Last weekend I attended New
England Crimebake, a mystery writer’s conference co-sponsored by
Sisters in Crime and Mystery Writers of America. This was the seventh
year I attended, and I was just as excited to be there as the first
time. There are lots of reasons why, but I’ll just share three.
Celebration: Every
aspect of the conference celebrated the art and craft of writing from
master classes and expert panels to book selling and book signings.
Well-known and multi-published authors made themselves available, and
busy agents took time to hear pitches and give pointers. Late on
Saturday, an announcement was made during a general session that
someone in attendance has just signed their first book contract.
Everyone cheered.
Commiseration:
Writing is personal. We writers put our hearts and souls into our
work then cringe when we send it out – even though we want to be
published. One of my colleagues pitched to a couple of agents. Their
responses? One agent told her the manuscript was too unique, and she
didn’t know to which publisher she could sell it. The other agent
told her it wasn’t unique enough. We cried with her then encouraged
her, and now we’re joking about it on Facebook, and she’s ready
to start pitching again.
Camaraderie: The
conference held an overwhelming sense of camaraderie. Our friends and
families love and support us, but they don’t always understand us.

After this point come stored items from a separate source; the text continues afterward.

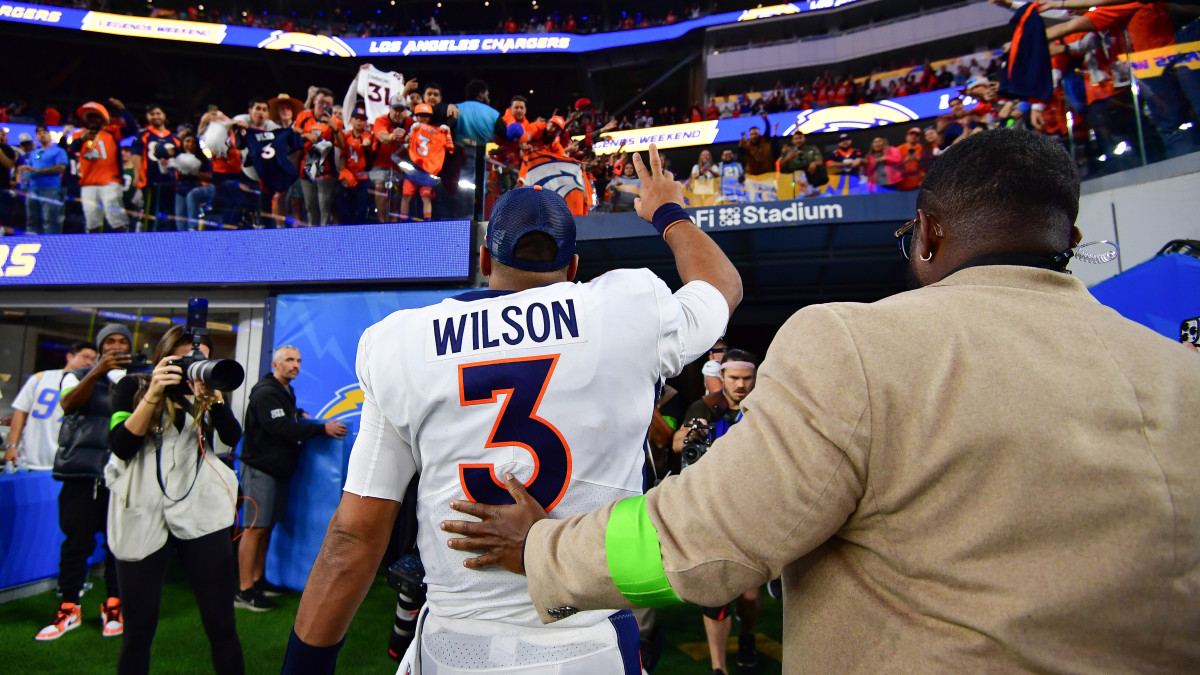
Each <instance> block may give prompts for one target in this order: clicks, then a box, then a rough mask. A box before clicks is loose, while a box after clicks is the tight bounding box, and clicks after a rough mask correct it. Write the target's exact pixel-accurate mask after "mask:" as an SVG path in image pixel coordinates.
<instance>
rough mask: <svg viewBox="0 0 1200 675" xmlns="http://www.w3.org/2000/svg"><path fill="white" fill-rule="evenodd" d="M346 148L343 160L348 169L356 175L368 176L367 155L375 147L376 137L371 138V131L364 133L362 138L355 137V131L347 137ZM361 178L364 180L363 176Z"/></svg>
mask: <svg viewBox="0 0 1200 675" xmlns="http://www.w3.org/2000/svg"><path fill="white" fill-rule="evenodd" d="M344 138H346V148H344V150H343V151H342V159H343V160H344V161H346V168H347V169H349V171H350V172H352V173H354V174H364V175H365V174H366V171H367V153H370V151H371V149H372V148H373V147H374V137H373V136H371V131H370V130H367V131H364V132H362V136H355V135H354V132H353V131H350V132H348V133H347V135H346V137H344ZM359 178H362V177H361V175H360V177H359Z"/></svg>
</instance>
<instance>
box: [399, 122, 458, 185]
mask: <svg viewBox="0 0 1200 675" xmlns="http://www.w3.org/2000/svg"><path fill="white" fill-rule="evenodd" d="M446 153H454V139H451V138H450V132H449V131H446V130H445V129H442V127H438V126H432V125H427V124H421V123H416V124H414V125H413V129H410V130H409V131H408V156H409V157H410V159H412V160H413V163H414V165H416V166H418V167H419V168H420V169H421V171H424V172H425V173H428V174H430V175H437V174H438V172H440V171H442V163H443V162H445V159H446Z"/></svg>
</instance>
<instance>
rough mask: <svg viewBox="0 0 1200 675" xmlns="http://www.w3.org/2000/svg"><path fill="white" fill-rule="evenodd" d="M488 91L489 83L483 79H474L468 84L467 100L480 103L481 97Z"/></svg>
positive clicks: (467, 90)
mask: <svg viewBox="0 0 1200 675" xmlns="http://www.w3.org/2000/svg"><path fill="white" fill-rule="evenodd" d="M485 91H487V83H486V82H484V80H482V79H473V80H470V82H468V83H467V100H468V101H478V100H479V95H480V94H482V92H485Z"/></svg>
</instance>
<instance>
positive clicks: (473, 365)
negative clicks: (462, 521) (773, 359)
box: [458, 354, 571, 512]
mask: <svg viewBox="0 0 1200 675" xmlns="http://www.w3.org/2000/svg"><path fill="white" fill-rule="evenodd" d="M557 364H558V354H550V356H545V357H527V358H518V359H502V360H494V362H482V363H474V364H463V365H460V366H458V396H460V401H458V402H460V405H462V406H476V405H482V404H494V402H496V400H497V396H498V395H499V394H505V396H504V405H503V406H502V407H500V411H499V413H498V414H497V417H496V424H494V425H493V426H492V434H491V436H490V437H488V438H487V443H486V444H485V446H484V447H485V448H503V447H508V446H520V447H522V448H524V449H527V450H529V454H532V455H533V466H534V470H533V477H532V478H530V479H529V480H528V482H527V483H526V484H524V488H526V490H528V491H529V495H532V496H533V498H535V500H538V503H540V504H541V506H542V508H545V509H546V510H547V512H548V510H551V509H553V508H554V506H557V504H558V502H559V500H562V498H563V494H565V492H566V485H568V483H570V480H571V448H570V447H568V444H566V440H565V438H563V435H562V434H560V432H559V431H558V429H554V426H553V425H552V424H550V423H548V422H546V420H545V419H541V418H540V417H538V406H539V405H540V404H541V398H542V395H544V394H545V393H546V387H547V386H548V384H550V378H551V376H552V375H553V374H554V365H557ZM458 482H460V483H461V484H462V491H463V492H464V494H466V495H467V498H468V500H470V501H473V502H481V503H485V504H510V503H512V497H511V496H510V495H509V491H508V489H506V488H505V486H504V483H503V482H502V480H500V479H499V478H498V477H497V476H496V465H493V464H460V465H458Z"/></svg>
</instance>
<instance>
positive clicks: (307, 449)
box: [251, 289, 463, 590]
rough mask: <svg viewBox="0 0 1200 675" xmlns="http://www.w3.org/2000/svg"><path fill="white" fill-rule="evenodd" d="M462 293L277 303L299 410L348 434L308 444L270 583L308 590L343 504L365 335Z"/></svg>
mask: <svg viewBox="0 0 1200 675" xmlns="http://www.w3.org/2000/svg"><path fill="white" fill-rule="evenodd" d="M462 292H463V291H461V289H455V291H394V292H374V293H300V294H290V295H280V297H278V298H277V300H276V305H275V306H276V313H275V340H274V345H272V346H276V347H277V346H281V345H292V346H294V347H296V348H299V350H300V357H301V359H302V365H301V368H300V377H299V378H296V381H295V382H293V384H292V386H293V388H294V389H295V393H296V404H298V405H299V406H300V408H301V410H304V411H305V412H307V413H308V414H311V416H312V417H313V418H314V419H317V420H329V419H337V420H341V422H342V423H344V424H346V425H347V428H348V429H349V432H348V434H347V435H346V437H344V438H342V440H340V441H337V440H334V438H329V437H328V436H320V437H318V438H313V440H312V441H310V442H307V443H306V444H305V448H304V452H302V453H301V455H300V464H299V466H298V468H296V472H295V474H293V476H292V483H290V494H289V497H288V514H287V518H286V519H284V520H283V522H281V524H278V525H277V526H276V527H275V533H274V534H272V536H271V545H270V548H269V549H268V554H266V578H268V579H269V580H270V581H271V583H274V584H280V585H283V586H288V587H290V589H296V590H299V589H302V587H304V585H305V581H306V580H307V579H308V572H310V571H311V569H312V565H313V562H316V560H317V551H318V550H319V549H320V543H322V540H323V539H324V537H325V527H326V526H328V525H329V519H330V518H331V516H332V515H334V510H335V509H336V508H337V503H338V501H340V500H341V496H342V485H343V484H344V483H346V466H347V462H348V461H349V456H350V449H352V448H353V447H354V438H355V437H358V431H359V425H358V422H359V414H360V413H361V406H362V392H361V390H360V389H359V386H358V377H356V376H355V375H354V357H355V353H356V352H358V346H359V337H360V336H361V335H362V331H364V330H366V329H367V328H368V327H370V325H372V324H373V323H377V322H378V321H380V319H382V318H384V317H385V316H388V315H390V313H391V312H394V311H396V310H402V309H410V307H421V306H426V305H432V304H436V303H440V301H442V300H443V299H445V298H449V297H452V295H456V294H458V293H462ZM251 515H252V514H251Z"/></svg>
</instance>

Fellow writers “get it” when you tell them about the time you had
an argument with one of your characters. After an agent pitch
session, two different attendees I didn’t know asked me how my
pitch went then gave me a smile or a thumbs up when I replied that
she wanted to see the full manuscript.
In addition to the “warm
fuzzy” part of conference, I learned about writing techniques and
the business behind writing, gained medical knowledge so my work can
be accurate – thank you, Dr. David Page – and had time to work on
the outline of my next story. Crimebake is exhausting and
exhilarating…I’m already making plans to attend next year.
Sounds like a wonderful conference, Linda.
ReplyDeleteThanks. It was. Conferences aren't for everyone but for me it was a real encouragement.